Looking round, Sally realized their train had halted in the middle of nowhere. At least nowhere that looked like anywhere. All she could see from her dusty window was a wide expanse of red earth dotted with bushes of some kind.
"We've stopped," she said.
The boy nodded and one of the nuns suddenly started to fire short, frightened sentences at her in a language Sally definitely didn't understand.
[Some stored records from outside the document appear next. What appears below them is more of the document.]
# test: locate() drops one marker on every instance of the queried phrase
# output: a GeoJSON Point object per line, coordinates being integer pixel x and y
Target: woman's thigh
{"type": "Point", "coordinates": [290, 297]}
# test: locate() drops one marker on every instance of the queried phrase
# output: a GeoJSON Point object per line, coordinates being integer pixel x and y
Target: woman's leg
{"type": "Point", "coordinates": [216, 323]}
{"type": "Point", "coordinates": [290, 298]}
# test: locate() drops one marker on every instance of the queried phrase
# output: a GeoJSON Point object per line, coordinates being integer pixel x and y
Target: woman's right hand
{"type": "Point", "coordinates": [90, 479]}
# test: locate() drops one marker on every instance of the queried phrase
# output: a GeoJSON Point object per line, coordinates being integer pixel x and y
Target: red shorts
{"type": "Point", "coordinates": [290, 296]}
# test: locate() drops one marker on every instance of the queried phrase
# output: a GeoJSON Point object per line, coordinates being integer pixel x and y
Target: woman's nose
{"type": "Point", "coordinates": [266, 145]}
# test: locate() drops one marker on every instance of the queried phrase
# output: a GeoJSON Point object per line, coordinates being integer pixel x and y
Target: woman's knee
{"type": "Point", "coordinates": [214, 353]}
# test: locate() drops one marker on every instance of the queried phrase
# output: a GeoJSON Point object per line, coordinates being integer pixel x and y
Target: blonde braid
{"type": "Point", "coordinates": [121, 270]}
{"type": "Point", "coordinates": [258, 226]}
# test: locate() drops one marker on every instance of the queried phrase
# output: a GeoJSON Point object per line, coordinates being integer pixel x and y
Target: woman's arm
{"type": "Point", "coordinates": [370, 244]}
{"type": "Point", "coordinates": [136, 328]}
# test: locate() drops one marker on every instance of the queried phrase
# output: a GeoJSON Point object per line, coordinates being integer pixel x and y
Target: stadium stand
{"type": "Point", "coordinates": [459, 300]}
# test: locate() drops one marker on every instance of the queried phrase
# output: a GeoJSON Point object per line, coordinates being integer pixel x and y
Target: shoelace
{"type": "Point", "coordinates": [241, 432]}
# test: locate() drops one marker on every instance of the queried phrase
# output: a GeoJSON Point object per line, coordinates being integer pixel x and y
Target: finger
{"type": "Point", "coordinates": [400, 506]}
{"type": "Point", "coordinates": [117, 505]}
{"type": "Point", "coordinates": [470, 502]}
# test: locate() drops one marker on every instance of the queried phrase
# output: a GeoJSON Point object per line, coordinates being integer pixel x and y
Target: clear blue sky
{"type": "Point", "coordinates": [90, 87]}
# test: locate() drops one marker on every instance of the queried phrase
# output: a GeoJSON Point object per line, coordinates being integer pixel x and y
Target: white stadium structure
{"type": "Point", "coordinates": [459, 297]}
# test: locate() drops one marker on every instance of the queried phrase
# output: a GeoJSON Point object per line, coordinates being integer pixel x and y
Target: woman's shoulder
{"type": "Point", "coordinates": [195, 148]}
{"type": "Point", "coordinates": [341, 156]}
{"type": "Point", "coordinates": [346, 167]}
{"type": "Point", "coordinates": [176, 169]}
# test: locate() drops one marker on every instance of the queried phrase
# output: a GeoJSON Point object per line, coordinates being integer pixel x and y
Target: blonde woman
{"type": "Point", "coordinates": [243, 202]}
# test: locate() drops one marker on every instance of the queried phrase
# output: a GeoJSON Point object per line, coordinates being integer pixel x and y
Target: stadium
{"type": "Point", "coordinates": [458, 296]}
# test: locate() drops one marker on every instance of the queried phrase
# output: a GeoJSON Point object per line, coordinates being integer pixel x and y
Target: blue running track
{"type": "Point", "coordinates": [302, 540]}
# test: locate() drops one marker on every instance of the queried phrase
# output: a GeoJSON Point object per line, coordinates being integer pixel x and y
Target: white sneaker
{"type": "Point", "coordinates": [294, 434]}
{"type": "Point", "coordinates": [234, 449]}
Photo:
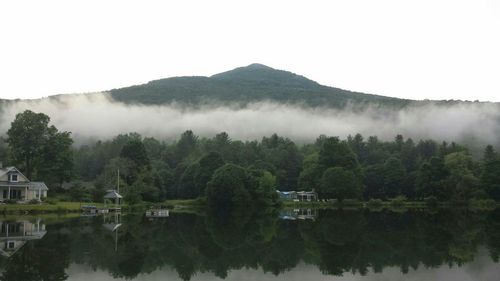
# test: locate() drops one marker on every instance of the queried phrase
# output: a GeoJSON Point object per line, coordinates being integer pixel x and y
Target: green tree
{"type": "Point", "coordinates": [55, 164]}
{"type": "Point", "coordinates": [394, 177]}
{"type": "Point", "coordinates": [334, 152]}
{"type": "Point", "coordinates": [228, 188]}
{"type": "Point", "coordinates": [135, 151]}
{"type": "Point", "coordinates": [462, 181]}
{"type": "Point", "coordinates": [431, 178]}
{"type": "Point", "coordinates": [340, 183]}
{"type": "Point", "coordinates": [490, 174]}
{"type": "Point", "coordinates": [207, 166]}
{"type": "Point", "coordinates": [38, 147]}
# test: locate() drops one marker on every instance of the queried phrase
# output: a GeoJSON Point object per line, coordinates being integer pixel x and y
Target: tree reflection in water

When Sally shrugged, the woman repeated herself louder.
"Any idea what she's saying?"
He nodded.
"Well," said Sally. "Are you going to tell me?"
"Sure," shrugged the boy. "Why not . . . ? She says this train's been hijacked by bandits who will kill her because of her faith and rape you because you're not wearing enough clothes."
"Is that true?"
He shrugged. "Anything's possible," he told her. "Not likely, but possible." The boy looked from Sally to the nuns and back again. "Do you have anything with longer sleeves?"
She did, in her rucksack.
"And anything other than shorts?"
Jeans, if those were any good.
"It's probably unnecessary," said the boy, sounding apologetic, "but you might want to change just in case."
Peeling off her top while simultaneously popping the plastic buckle on her rucksack to extract Atal's favourite shirt, Sally shook out a Paul Smith she'd borrowed on the Islands and never returned.
Needless to say, Atal had insisted it was a fake.
The shirt was white with thin stripes, made from cotton and had tails old-fashioned enough to cover her modesty as she wriggled out of her shorts and slid into jeans. At school, most Friday nights she used to change back into her uniform in the rear seat of a taxi that would drop her fifty yards from the small gate.